Quoi donc! je serois homme?...

MASCARILLE, le battant toujours en le chassant.

Tirez, tirez[134], vous dis-je, ou bien je vous assomme.

TRUFFALDIN.

Voilà qui me plaît fort; rentre, je suis content.
Mascarille suit Truffaldin, qui rentre dans sa maison.

LÉLIE, revenant.

A moi, par un valet, cet affront éclatant!
L'auroit-on pu prévoir, l'action de ce traître,
Qui vient insolemment de maltraiter son maître?

MASCARILLE, à la fenêtre de Truffaldin.

Peut-on vous demander comme va votre dos?

LÉLIE.

Quoi! tu m'oses encor tenir un tel propos?

MASCARILLE.

Voilà, voilà que c'est[135] de ne voir pas Jeannette,
Et d'avoir en tout temps une langue indiscrète.
Mais, pour cette fois-ci, je n'ai point de courroux,
Je cesse d'éclater, de pester contre vous,
Quoique de l'action l'imprudence soit haute,
Ma main sur votre échine a lavé votre faute.

LÉLIE.

Ah! je me vengerai de ce trait déloyal!

MASCARILLE.

Vous vous êtes causé vous-même tout le mal.

LÉLIE.

Moi?

MASCARILLE.

Si vous n'étiez pas une cervelle folle,
Quand vous avez parlé naguère à votre idole,
Vous auriez aperçu Jeannette sur vos pas,
Dont l'oreille subtile a découvert le cas.

LÉLIE.

On auroit pu surprendre un mot dit à Célie?

MASCARILLE.

Et d'où doncques[136] viendroit cette prompte sortie?
Oui vous n'êtes dehors que par votre caquet.
Je ne sais si souvent vous jouez au piquet:
Mais au moins faites-vous des écarts[137] admirables.

LÉLIE.

O le plus malheureux de tous les misérables!
Mais encore, pourquoi me voir chassé par toi?

MASCARILLE.

Je ne fis jamais mieux que d'en prendre l'emploi,
Par là, j'empêche au moins que de cet artifice
Je ne sois soupçonné d'être auteur ou complice.

LÉLIE.

Tu devois donc, pour toi, frapper plus doucement.

MASCARILLE.

Quelque sot. Truffaldin lorgnoit exactement:
Et puis, je vous dirai, sous ce prétexte utile,
Je n'étois point fâché d'évaporer ma bile.
Enfin la chose est faite; et, si j'ai votre foi
Qu'on ne vous verra point vouloir venger sur moi,
Soit ou directement, ou par quelque autre voie,
Les coups sur votre râble assenés avec joie,
Je vous promets, aidé par le poste où je suis,
De contenter vos vœux avant qu'il soit deux nuits.

LÉLIE.

Quoique ton traitement ait eu trop de rudesse.
Qu'est-ce que dessus moi ne peut cette promesse?

MASCARILLE.

Vous le promettez donc?

LÉLIE.

Oui, je te le promets.

MASCARILLE.

Ce n'est pas encor tout. Promettez que jamais
Vous ne vous mêlerez dans quoi que j'entreprenne.

LÉLIE.

Soit.

MASCARILLE.

Si vous y manquez, votre fièvre quartaine[138]!

LÉLIE.

Mais tiens-moi donc parole, et songe à mon repos.

MASCARILLE.

Allez quitter l'habit et graisser votre dos.

LÉLIE, seul.

Faut-il que le malheur, qui me suit à la trace,
Me fasse voir toujours disgrâce sur disgrâce!
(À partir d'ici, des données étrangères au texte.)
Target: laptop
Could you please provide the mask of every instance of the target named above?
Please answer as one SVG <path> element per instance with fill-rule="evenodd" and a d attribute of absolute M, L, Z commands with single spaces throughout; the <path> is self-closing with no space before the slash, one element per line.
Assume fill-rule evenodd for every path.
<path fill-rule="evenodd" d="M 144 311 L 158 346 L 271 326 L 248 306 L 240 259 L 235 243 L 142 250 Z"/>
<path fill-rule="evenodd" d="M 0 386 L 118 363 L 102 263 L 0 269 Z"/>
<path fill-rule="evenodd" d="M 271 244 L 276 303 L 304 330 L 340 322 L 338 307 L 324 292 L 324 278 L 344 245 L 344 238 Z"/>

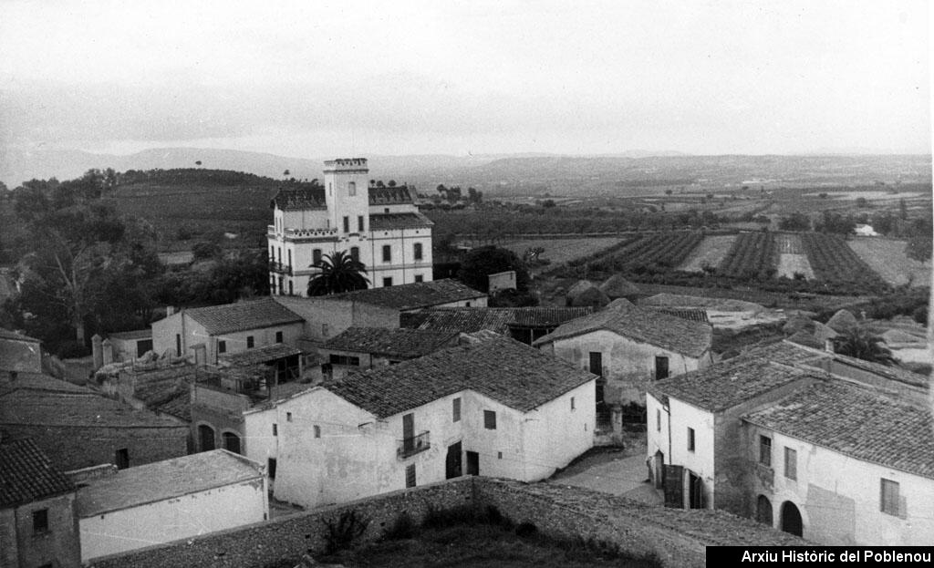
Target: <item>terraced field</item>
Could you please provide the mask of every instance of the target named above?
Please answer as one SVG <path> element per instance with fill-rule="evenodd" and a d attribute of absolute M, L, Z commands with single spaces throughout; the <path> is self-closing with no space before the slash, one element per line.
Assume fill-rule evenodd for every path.
<path fill-rule="evenodd" d="M 735 234 L 715 234 L 706 236 L 687 257 L 678 270 L 685 272 L 702 272 L 704 266 L 716 267 L 726 258 L 727 253 L 733 248 L 736 241 Z"/>

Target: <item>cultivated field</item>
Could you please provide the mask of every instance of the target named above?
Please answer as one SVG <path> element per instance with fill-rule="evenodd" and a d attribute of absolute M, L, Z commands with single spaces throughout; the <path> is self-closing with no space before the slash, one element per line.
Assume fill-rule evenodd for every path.
<path fill-rule="evenodd" d="M 794 278 L 801 275 L 805 279 L 814 279 L 814 271 L 804 254 L 804 247 L 799 234 L 781 234 L 775 235 L 775 247 L 778 248 L 779 277 Z"/>
<path fill-rule="evenodd" d="M 716 234 L 704 237 L 703 242 L 691 252 L 687 260 L 678 267 L 678 270 L 701 272 L 704 266 L 715 268 L 732 248 L 735 240 L 735 234 Z"/>
<path fill-rule="evenodd" d="M 539 255 L 539 258 L 549 260 L 551 264 L 555 265 L 600 252 L 621 240 L 617 237 L 541 238 L 506 241 L 502 247 L 512 250 L 519 257 L 529 248 L 541 247 L 545 248 L 545 252 Z"/>
<path fill-rule="evenodd" d="M 900 286 L 911 279 L 912 286 L 931 285 L 931 264 L 908 258 L 905 241 L 888 238 L 855 238 L 850 248 L 886 282 Z"/>

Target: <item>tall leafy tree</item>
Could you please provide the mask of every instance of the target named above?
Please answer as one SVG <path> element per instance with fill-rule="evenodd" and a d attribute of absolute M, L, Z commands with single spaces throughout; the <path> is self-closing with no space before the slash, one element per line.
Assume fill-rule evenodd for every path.
<path fill-rule="evenodd" d="M 881 337 L 862 326 L 854 326 L 845 334 L 833 338 L 834 351 L 863 361 L 894 365 L 892 351 L 884 345 Z"/>
<path fill-rule="evenodd" d="M 346 250 L 339 250 L 333 255 L 325 254 L 313 267 L 320 268 L 321 272 L 308 282 L 309 296 L 366 290 L 370 286 L 370 280 L 365 276 L 366 267 Z"/>

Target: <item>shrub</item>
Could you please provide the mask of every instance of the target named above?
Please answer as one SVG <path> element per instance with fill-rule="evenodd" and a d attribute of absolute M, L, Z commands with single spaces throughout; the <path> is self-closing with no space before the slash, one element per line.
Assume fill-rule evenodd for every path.
<path fill-rule="evenodd" d="M 369 524 L 368 518 L 358 517 L 353 509 L 345 510 L 336 519 L 326 519 L 324 525 L 328 532 L 324 535 L 324 553 L 331 555 L 349 548 Z"/>

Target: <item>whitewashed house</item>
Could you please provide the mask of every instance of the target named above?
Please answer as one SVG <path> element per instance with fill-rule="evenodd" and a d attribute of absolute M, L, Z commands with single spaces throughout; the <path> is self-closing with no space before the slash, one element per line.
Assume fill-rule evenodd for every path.
<path fill-rule="evenodd" d="M 701 369 L 712 361 L 713 328 L 616 300 L 532 343 L 600 376 L 597 403 L 642 403 L 649 382 Z"/>
<path fill-rule="evenodd" d="M 534 481 L 593 445 L 594 381 L 515 340 L 348 375 L 244 414 L 276 499 L 343 503 L 461 475 Z"/>
<path fill-rule="evenodd" d="M 216 449 L 114 471 L 79 484 L 81 561 L 266 520 L 259 464 Z"/>
<path fill-rule="evenodd" d="M 304 330 L 302 316 L 272 298 L 182 309 L 154 321 L 152 348 L 176 357 L 199 349 L 215 364 L 224 354 L 286 344 L 294 346 Z"/>
<path fill-rule="evenodd" d="M 824 545 L 930 542 L 925 377 L 782 342 L 657 383 L 647 405 L 649 468 L 672 506 Z"/>
<path fill-rule="evenodd" d="M 324 185 L 284 188 L 273 198 L 269 225 L 270 290 L 306 295 L 313 265 L 338 251 L 363 263 L 371 288 L 432 277 L 432 226 L 414 188 L 371 183 L 365 158 L 324 163 Z"/>

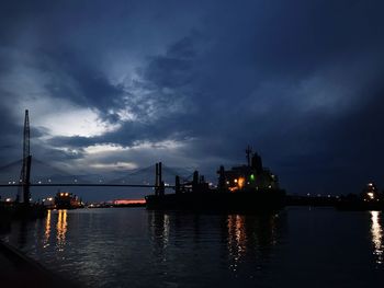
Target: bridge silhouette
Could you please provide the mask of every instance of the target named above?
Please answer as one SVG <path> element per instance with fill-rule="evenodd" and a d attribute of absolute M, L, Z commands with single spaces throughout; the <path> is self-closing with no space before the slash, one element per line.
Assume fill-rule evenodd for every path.
<path fill-rule="evenodd" d="M 21 173 L 20 173 L 21 169 Z M 30 153 L 30 120 L 25 111 L 23 159 L 0 168 L 0 187 L 16 187 L 16 201 L 23 192 L 23 200 L 29 205 L 30 187 L 140 187 L 155 188 L 163 193 L 176 188 L 174 180 L 190 183 L 194 169 L 171 168 L 161 162 L 132 171 L 120 172 L 121 176 L 106 180 L 99 174 L 71 174 L 68 171 L 33 158 Z"/>

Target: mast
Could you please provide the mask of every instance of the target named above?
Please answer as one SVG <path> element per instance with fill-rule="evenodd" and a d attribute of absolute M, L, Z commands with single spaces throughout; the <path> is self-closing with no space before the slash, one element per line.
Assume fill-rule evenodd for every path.
<path fill-rule="evenodd" d="M 30 150 L 30 116 L 29 111 L 25 110 L 24 117 L 24 138 L 23 138 L 23 166 L 21 171 L 21 184 L 23 188 L 24 205 L 30 205 L 31 192 L 30 192 L 30 178 L 31 178 L 31 162 L 32 155 Z"/>
<path fill-rule="evenodd" d="M 250 147 L 249 145 L 247 146 L 246 154 L 247 154 L 248 166 L 250 166 L 250 155 L 252 154 L 252 147 Z"/>

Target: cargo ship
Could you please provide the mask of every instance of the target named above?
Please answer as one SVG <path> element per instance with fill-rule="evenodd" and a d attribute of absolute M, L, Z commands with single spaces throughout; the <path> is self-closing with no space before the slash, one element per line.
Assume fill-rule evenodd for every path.
<path fill-rule="evenodd" d="M 82 208 L 81 199 L 69 192 L 58 192 L 55 196 L 56 209 L 77 209 Z"/>
<path fill-rule="evenodd" d="M 217 171 L 216 186 L 205 182 L 199 172 L 192 182 L 180 183 L 176 176 L 174 193 L 165 194 L 161 181 L 161 163 L 156 165 L 155 195 L 146 196 L 147 209 L 194 210 L 227 212 L 260 212 L 280 210 L 285 206 L 285 191 L 269 169 L 263 168 L 261 157 L 247 148 L 247 164 Z"/>

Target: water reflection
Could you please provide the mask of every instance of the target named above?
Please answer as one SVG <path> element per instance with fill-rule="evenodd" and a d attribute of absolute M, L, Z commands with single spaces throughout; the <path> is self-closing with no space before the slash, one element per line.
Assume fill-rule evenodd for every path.
<path fill-rule="evenodd" d="M 284 218 L 284 217 L 283 217 Z M 279 215 L 229 215 L 227 247 L 229 269 L 236 275 L 241 264 L 255 263 L 258 270 L 268 262 L 278 243 Z M 244 267 L 242 267 L 244 269 Z M 253 275 L 253 273 L 251 272 Z"/>
<path fill-rule="evenodd" d="M 58 210 L 56 230 L 57 247 L 59 251 L 64 251 L 67 233 L 67 210 Z"/>
<path fill-rule="evenodd" d="M 154 263 L 170 264 L 174 263 L 174 255 L 182 255 L 177 262 L 183 273 L 199 267 L 202 274 L 212 275 L 215 268 L 221 273 L 219 267 L 225 266 L 230 272 L 230 279 L 240 277 L 252 281 L 256 277 L 264 277 L 273 247 L 287 224 L 285 216 L 148 211 L 151 257 Z M 216 280 L 225 283 L 224 279 Z"/>
<path fill-rule="evenodd" d="M 376 264 L 383 264 L 383 228 L 380 223 L 382 220 L 381 211 L 371 211 L 371 235 L 373 244 L 373 254 L 376 257 Z"/>
<path fill-rule="evenodd" d="M 45 231 L 44 231 L 44 245 L 43 247 L 49 246 L 49 237 L 50 237 L 50 217 L 52 211 L 47 211 L 47 218 L 45 219 Z"/>

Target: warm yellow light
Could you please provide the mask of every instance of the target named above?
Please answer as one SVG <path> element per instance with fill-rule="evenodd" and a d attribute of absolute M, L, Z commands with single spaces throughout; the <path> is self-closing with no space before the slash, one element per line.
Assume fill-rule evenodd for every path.
<path fill-rule="evenodd" d="M 238 178 L 237 185 L 239 186 L 240 189 L 242 188 L 246 180 L 244 177 Z"/>

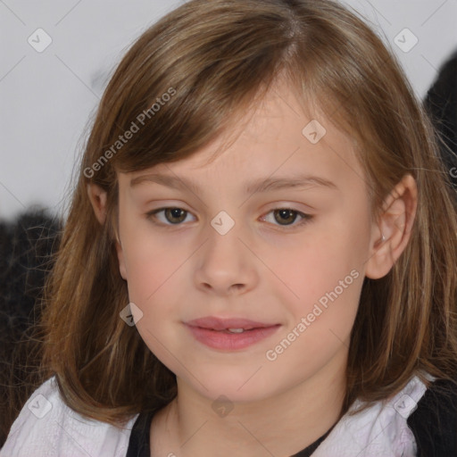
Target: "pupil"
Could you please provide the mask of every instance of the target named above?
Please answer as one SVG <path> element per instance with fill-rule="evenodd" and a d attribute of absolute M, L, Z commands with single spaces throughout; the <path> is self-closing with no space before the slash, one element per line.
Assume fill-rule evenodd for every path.
<path fill-rule="evenodd" d="M 278 210 L 278 213 L 279 213 L 279 219 L 275 217 L 276 220 L 279 223 L 281 222 L 294 222 L 295 220 L 295 214 L 293 210 Z M 287 224 L 282 224 L 287 225 Z"/>
<path fill-rule="evenodd" d="M 184 210 L 181 210 L 180 208 L 171 208 L 167 210 L 167 216 L 170 216 L 170 218 L 167 219 L 171 223 L 178 223 L 182 222 L 186 219 L 186 212 Z M 183 217 L 184 216 L 184 217 Z M 170 220 L 170 219 L 179 219 L 178 221 L 176 220 Z"/>

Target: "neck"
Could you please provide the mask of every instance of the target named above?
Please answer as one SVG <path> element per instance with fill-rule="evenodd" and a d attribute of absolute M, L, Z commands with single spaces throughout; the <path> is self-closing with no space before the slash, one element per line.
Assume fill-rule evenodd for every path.
<path fill-rule="evenodd" d="M 226 415 L 216 413 L 213 400 L 179 379 L 178 396 L 151 427 L 151 441 L 162 449 L 157 455 L 270 457 L 300 452 L 339 418 L 346 357 L 342 351 L 312 378 L 262 401 L 233 403 Z"/>

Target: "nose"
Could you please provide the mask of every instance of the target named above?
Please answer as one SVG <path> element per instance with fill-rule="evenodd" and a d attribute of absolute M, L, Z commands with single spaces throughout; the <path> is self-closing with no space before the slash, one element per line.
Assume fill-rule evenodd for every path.
<path fill-rule="evenodd" d="M 210 226 L 207 234 L 207 241 L 198 251 L 196 287 L 226 296 L 245 294 L 255 287 L 259 281 L 255 257 L 246 248 L 246 240 L 240 239 L 237 224 L 225 235 Z"/>

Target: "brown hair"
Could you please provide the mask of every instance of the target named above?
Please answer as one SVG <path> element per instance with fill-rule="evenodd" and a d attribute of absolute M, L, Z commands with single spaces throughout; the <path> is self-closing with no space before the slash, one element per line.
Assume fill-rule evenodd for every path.
<path fill-rule="evenodd" d="M 129 296 L 114 248 L 117 171 L 198 152 L 279 77 L 303 106 L 315 100 L 354 138 L 373 213 L 406 173 L 418 185 L 405 251 L 386 277 L 364 279 L 341 413 L 356 398 L 388 398 L 414 375 L 426 383 L 424 372 L 456 377 L 456 209 L 435 134 L 399 65 L 361 19 L 332 1 L 191 0 L 127 53 L 82 158 L 42 322 L 43 378 L 55 375 L 73 410 L 115 424 L 177 394 L 175 375 L 119 317 Z M 132 122 L 140 127 L 141 113 L 141 131 L 113 149 Z M 89 182 L 107 191 L 104 224 L 92 210 Z"/>

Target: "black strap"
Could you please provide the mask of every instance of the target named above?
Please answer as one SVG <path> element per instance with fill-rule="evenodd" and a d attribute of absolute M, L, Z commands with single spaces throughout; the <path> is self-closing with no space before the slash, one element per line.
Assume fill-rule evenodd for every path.
<path fill-rule="evenodd" d="M 126 457 L 151 456 L 151 448 L 149 443 L 151 438 L 151 423 L 153 421 L 154 414 L 154 411 L 141 412 L 137 418 L 130 434 L 129 449 L 127 450 Z M 311 457 L 312 453 L 318 448 L 320 443 L 322 443 L 322 441 L 327 438 L 332 429 L 333 427 L 314 443 L 307 446 L 305 449 L 303 449 L 298 453 L 294 454 L 293 457 Z"/>
<path fill-rule="evenodd" d="M 417 457 L 457 457 L 457 386 L 435 381 L 407 424 L 416 438 Z"/>

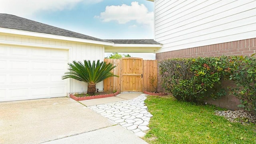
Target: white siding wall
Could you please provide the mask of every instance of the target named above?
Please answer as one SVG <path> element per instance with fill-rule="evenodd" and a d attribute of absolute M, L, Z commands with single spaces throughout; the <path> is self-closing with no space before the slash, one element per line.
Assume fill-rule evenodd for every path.
<path fill-rule="evenodd" d="M 256 37 L 255 0 L 155 0 L 156 53 Z"/>
<path fill-rule="evenodd" d="M 84 59 L 101 61 L 104 60 L 104 47 L 102 46 L 92 45 L 79 42 L 73 42 L 65 41 L 56 41 L 52 39 L 37 38 L 32 37 L 22 37 L 18 35 L 9 35 L 0 33 L 0 41 L 12 42 L 18 43 L 31 43 L 35 45 L 57 46 L 63 47 L 64 49 L 69 48 L 68 62 L 71 62 L 73 60 L 83 61 Z M 68 67 L 68 66 L 67 66 Z M 68 70 L 67 69 L 67 71 Z M 87 84 L 84 82 L 74 80 L 68 80 L 67 86 L 68 93 L 81 92 L 87 90 Z M 100 90 L 103 89 L 103 82 L 96 85 L 96 88 Z"/>

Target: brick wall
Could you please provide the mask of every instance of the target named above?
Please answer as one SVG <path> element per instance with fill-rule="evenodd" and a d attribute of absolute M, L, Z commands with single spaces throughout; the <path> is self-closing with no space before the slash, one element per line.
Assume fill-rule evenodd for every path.
<path fill-rule="evenodd" d="M 256 53 L 256 38 L 198 47 L 180 50 L 158 53 L 156 54 L 158 61 L 174 58 L 218 56 L 222 55 L 250 56 Z M 159 65 L 158 66 L 159 68 Z M 161 77 L 158 73 L 158 90 L 164 91 L 161 88 Z M 230 83 L 230 82 L 228 82 Z M 238 109 L 239 100 L 232 95 L 227 95 L 216 100 L 206 100 L 206 102 L 230 109 Z"/>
MASCARILLE, sortant de chez Truffaldin.

Quoi! vous n'êtes pas loin? Sortez vite d'ici;
Mais surtout gardez-vous de prendre aucun souci;
Puisque je fais pour vous, que cela vous suffise;
N'aidez point mon projet de la moindre entreprise;
Demeurez en repos.

LÉLIE, en sortant.

Oui, va, je m'y tiendrai.

MASCARILLE, seul.

Il faut voir maintenant quel biais je prendrai.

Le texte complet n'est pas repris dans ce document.